Artillery: Cannon, up!
Heavy Cavalry: Cavalry, Charge!_
_Heavy Infantry: Infantry! forward!_

*Naval Traits*
_Ship Artillery: cannons on a ship? Genius!_

*Technology*
_This...is...my...boomstick!: An Arquebus you say? I love it!_
_cannons: yes sir, I'll have that infantry running in no time._
_Steam engine: Marvelous!_
_Alchemical alloys: Also, Made in Prussia!_

*Physical Traits*
_Intimidating: yes, yes, give them bigger hats! now thats scary!_
_Ate their Wheaties: ah, just like momma use to make it_

*Mental traits*
_Logical: I know my mother died last week, but at least my income has increased by 5.2%!_

*Misc Traits*
_Telescope: I didn't even know the enemy had those sort of medals!_

*Flaws*
_Militaristic: Magic? what load of jibber-jabber! Cannons and guns my friend, cannons and guns _
_ Technology is life: Seriously, magic? absolute hobby cock!_

*History*

*Ancient History*
Common Defense: Many thousands of years ago the Prussian people were very insignificant, cast out of other nations and forced to fend for themselves. Prussia survived under the rule of the kaiser, hard work and determination. It cost them land, blood, life and sweat to survive, but somehow, they did it.

*Older History*
Warlike: After many, many years the Kingdom of Prussia began to expand, they had survived all the world had to throw at them so it was time for Prussia to take on the world. They carved a bloody path across the lands, claiming lands with blood an iron. Many of these conquered territories are still under the long arm of Prussia today.

*Recent History*
Bastion of Light: Prussia has been able to hold out against the Shadow, for now that least. These things the shadow sends do not know fear, pity, mercy, cowardice, they are by far the greatest enemies the shadow has ever fought. Its going to be a long, hard, bloody fight.

*Army*
Heavy Infantry - Stahlplatten Infanterie - 85,000 men

Aqrebusses - Sturm Infanterie - 50,000 men

Artillery - Donner Kanonens - 15,000 men

Heavy Cavalry - Pferdeschutz - 40,000 men

Conscripts (light infantry) - Landwehr - 150,000 men

Conscripts (light cavalry) Uhlans - 50,000 men


btw, can i please have provinces 86, 85, 84 and 83?

Colour: Black


----------



## Romero's Own

OK people, good posts from Malochai, Spetok, YruO and SoA so far, well done to you all.

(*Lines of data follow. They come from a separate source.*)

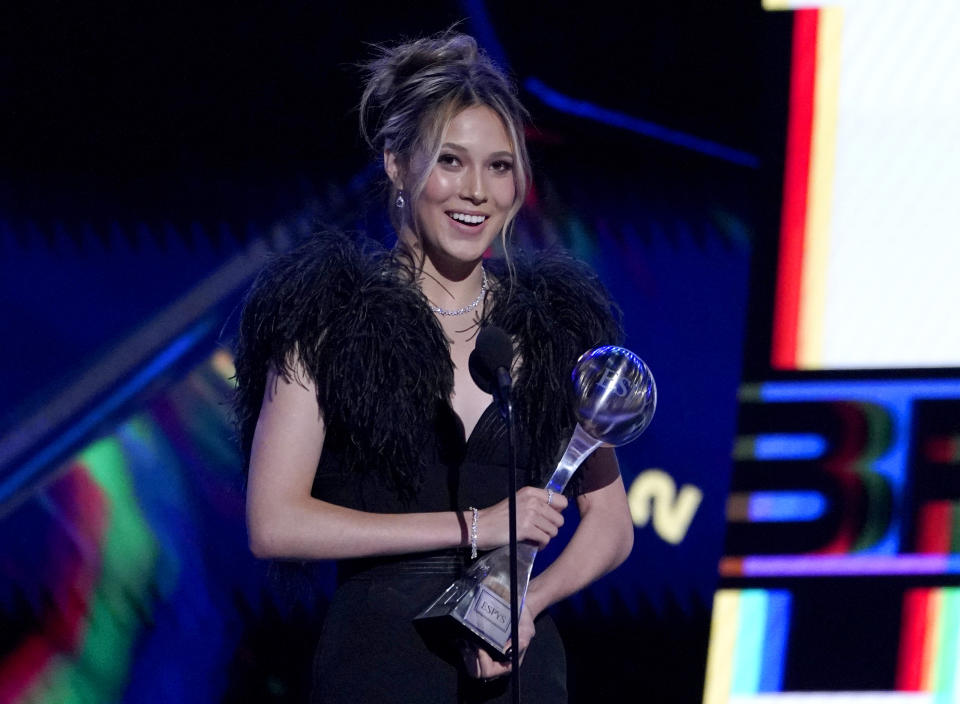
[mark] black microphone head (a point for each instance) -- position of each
(492, 351)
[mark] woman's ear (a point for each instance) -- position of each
(392, 168)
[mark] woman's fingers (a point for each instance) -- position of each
(539, 518)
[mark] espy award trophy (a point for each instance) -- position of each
(616, 397)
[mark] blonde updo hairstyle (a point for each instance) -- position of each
(412, 92)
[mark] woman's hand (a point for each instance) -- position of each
(539, 518)
(480, 664)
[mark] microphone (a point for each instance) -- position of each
(490, 368)
(490, 365)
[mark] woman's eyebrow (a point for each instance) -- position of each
(460, 148)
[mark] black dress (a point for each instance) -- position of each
(370, 648)
(393, 444)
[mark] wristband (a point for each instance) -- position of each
(474, 532)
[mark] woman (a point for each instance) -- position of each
(369, 442)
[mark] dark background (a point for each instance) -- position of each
(144, 145)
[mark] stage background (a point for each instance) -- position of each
(154, 158)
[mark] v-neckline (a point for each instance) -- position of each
(492, 406)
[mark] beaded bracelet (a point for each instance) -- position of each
(473, 534)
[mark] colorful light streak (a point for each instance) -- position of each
(930, 627)
(838, 565)
(784, 506)
(48, 455)
(748, 643)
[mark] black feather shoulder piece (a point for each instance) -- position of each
(345, 314)
(556, 309)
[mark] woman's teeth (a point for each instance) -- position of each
(468, 219)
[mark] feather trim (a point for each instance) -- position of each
(347, 315)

Just waiting on Bane, brendxb, Santaire, HOGGLORD and flash.

No particular rush as my deadline for this update is FRIDAY 23rd

For hose who have already posted i will likely be getting in touch with you to tell you the results of your colonisation and movements.

EDIT: Did not see you there Karak, OK, good sheet, but i wasn't really anticipating another member. No matter, firstly you will need to list your army and/or navy numbers. Secondly, if you can find a spot on the map you are happy with that is not neighbours with someone else's nation then give me a shout.


----------



## HOGGLORD

I can't find the map anywhere, has it been created yet?


----------



## Malochai

At the bottom of the first post


----------



## Karak The Unfaithful

Right, changes have been made. I'm sure it'll be fine.


----------



## Romero's Own

OK karak, just be warned that 85 is directly between me and HOGGLORD. 

Also, you have 150,000 professional troops. With Golden Horde you can have 50,000 more professional and 200,000 conscripts.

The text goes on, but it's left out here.